In many ways, I wouldn't expect less from Basecamp. Superiority and self-righteousness seems ingrained into basecamp's culture.


You should experience Railsconf once. For all of DHH's pompousness, he gets taken down a peg every year by Aaron Patterson's closing keynote.

This year he raged against the Twitter war that was waged on Foo, Bar and Baz

https://m.youtube.com/watch?v=cBFuZivrdT0

Lots of DHH ideas are take or leave. The consensus seems to be that you need to wait a while before embracing new features in Rails, because they are often released half-baked and frequently no good until the second try. (Take credentials for example, or turbolinks.)

That being said I am really interested in Stimulus, as based on the promotional pages at least, it seems like it is not very big and it would be hard to do wrong. I haven't "bit" for any JavaScript framework yet since jQuery, and consequently all my JavaScript is pretty terribly disorganized. It is very encouraging that this has made it to 1.1 without any apparent major overhauls!


Including nearly 600kb of JavaScript for something that doesn't need it is insane.


I just went looking for a minimal react install and found this:

https://github.com/krasimir/react-bare-minimum

When I was able to get it working, it came out to 880kb. That's more than (nearly) 600kb! I thought you were exaggerating.

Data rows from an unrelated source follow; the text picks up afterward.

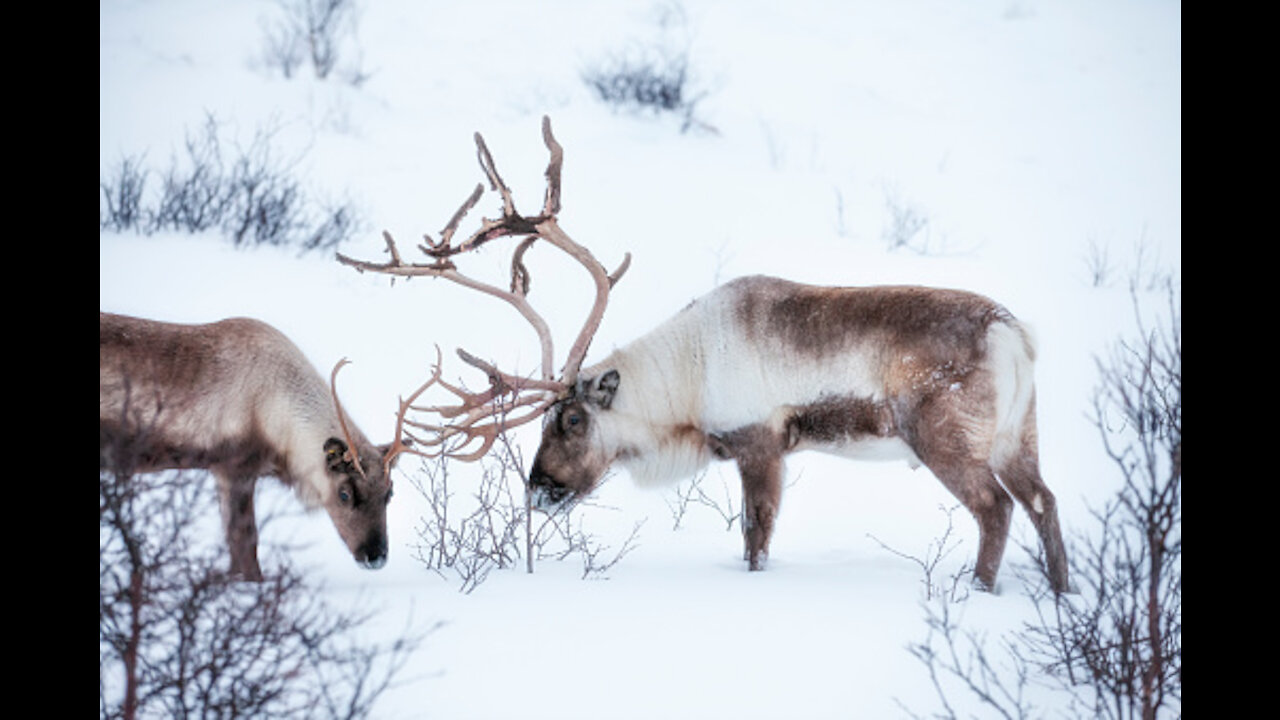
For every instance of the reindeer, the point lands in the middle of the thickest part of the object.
(757, 370)
(238, 399)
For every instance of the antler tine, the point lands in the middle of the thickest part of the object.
(551, 204)
(352, 451)
(400, 445)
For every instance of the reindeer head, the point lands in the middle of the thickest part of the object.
(571, 459)
(565, 464)
(360, 484)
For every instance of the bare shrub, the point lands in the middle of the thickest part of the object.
(179, 638)
(122, 192)
(908, 226)
(951, 589)
(489, 525)
(316, 33)
(693, 493)
(1120, 639)
(1114, 646)
(250, 196)
(652, 76)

The stimulus umd.js by comparison is 60kb uncompressed.


ReactDom is the actual culprit. Preact [1] is a great ~4kb alternative, though it's still on the v15 API.

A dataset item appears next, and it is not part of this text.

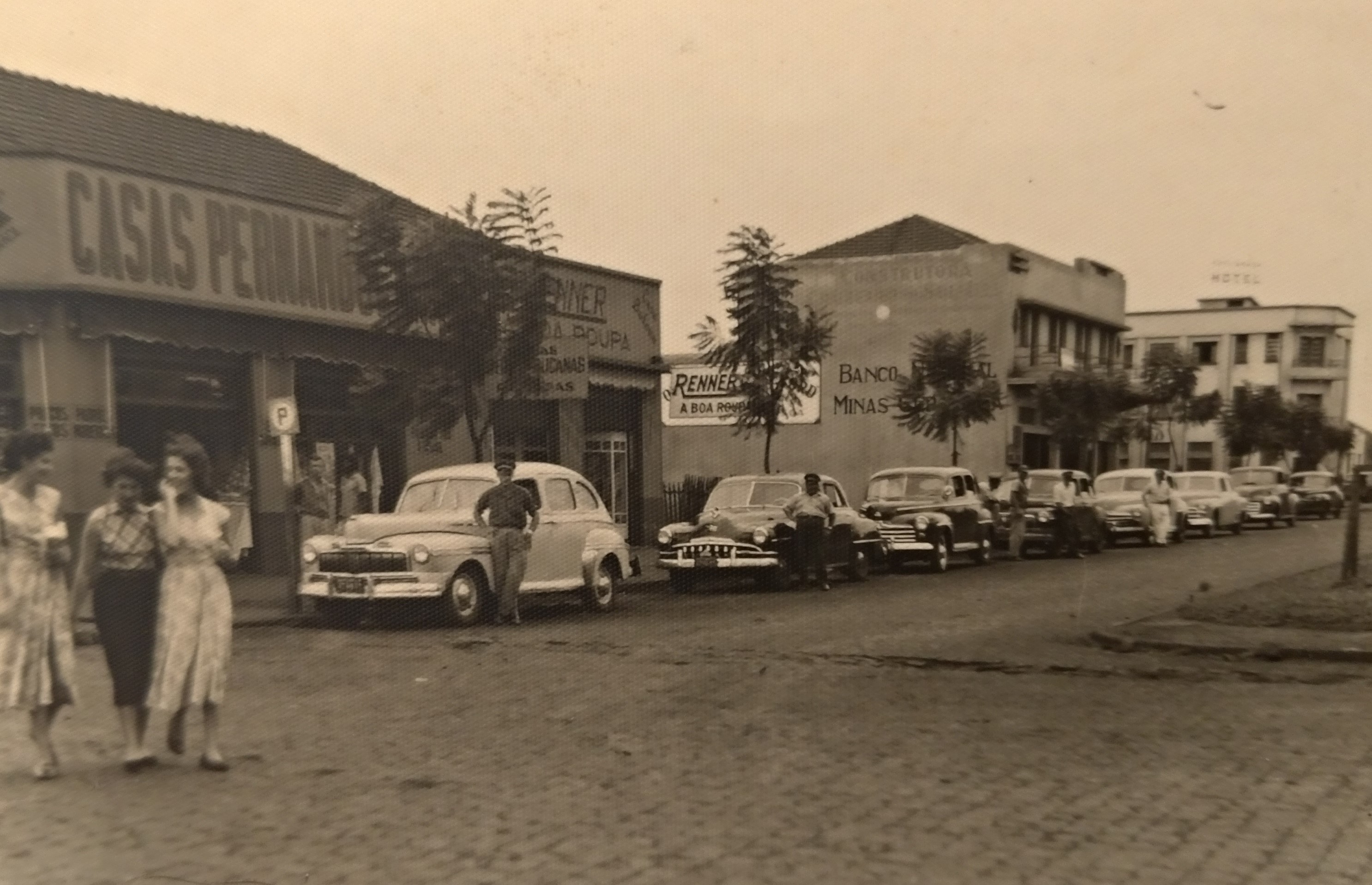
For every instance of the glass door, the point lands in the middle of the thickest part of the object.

React makes sense for something like Facebook/Instagram web where users interact with the app hundreds of times in a single session, but we can't fall into the trap of treating it like jQuery and hitting every nail we come across with it.

I'm hopeful that like jQuery, whatever features that make ReactDom et al. so large will eventually make their way upstream and be codified as browser specs.

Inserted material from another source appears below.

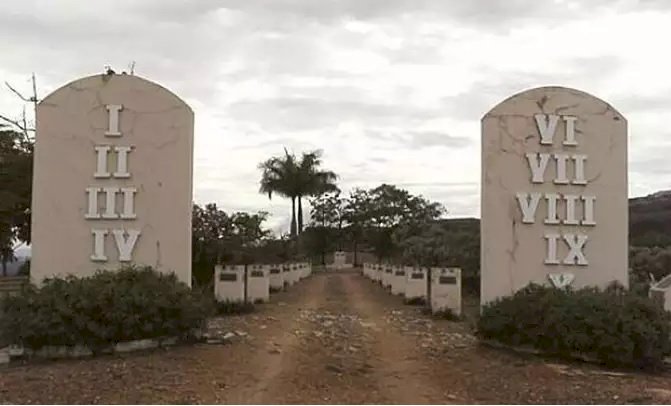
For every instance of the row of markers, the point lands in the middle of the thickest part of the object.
(254, 283)
(438, 287)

[1] https://github.com/developit/preact


I've heard of preact! Thanks for reminding me of this


That "bare minimum" repo is including a lot of Babel polyfills. You could use Typescript instead of Babel, and shave off a bunch of polyfills in the process.

Comparing apples more to apples, while the react-dom.development.js is indeed ~600 kbs. The minified production build of react-dom is only ~70 kbs [1], which is is smaller than jQuery minified (but not gzipped) [2].

It's not necessarily React itself that is bloating these project sizes.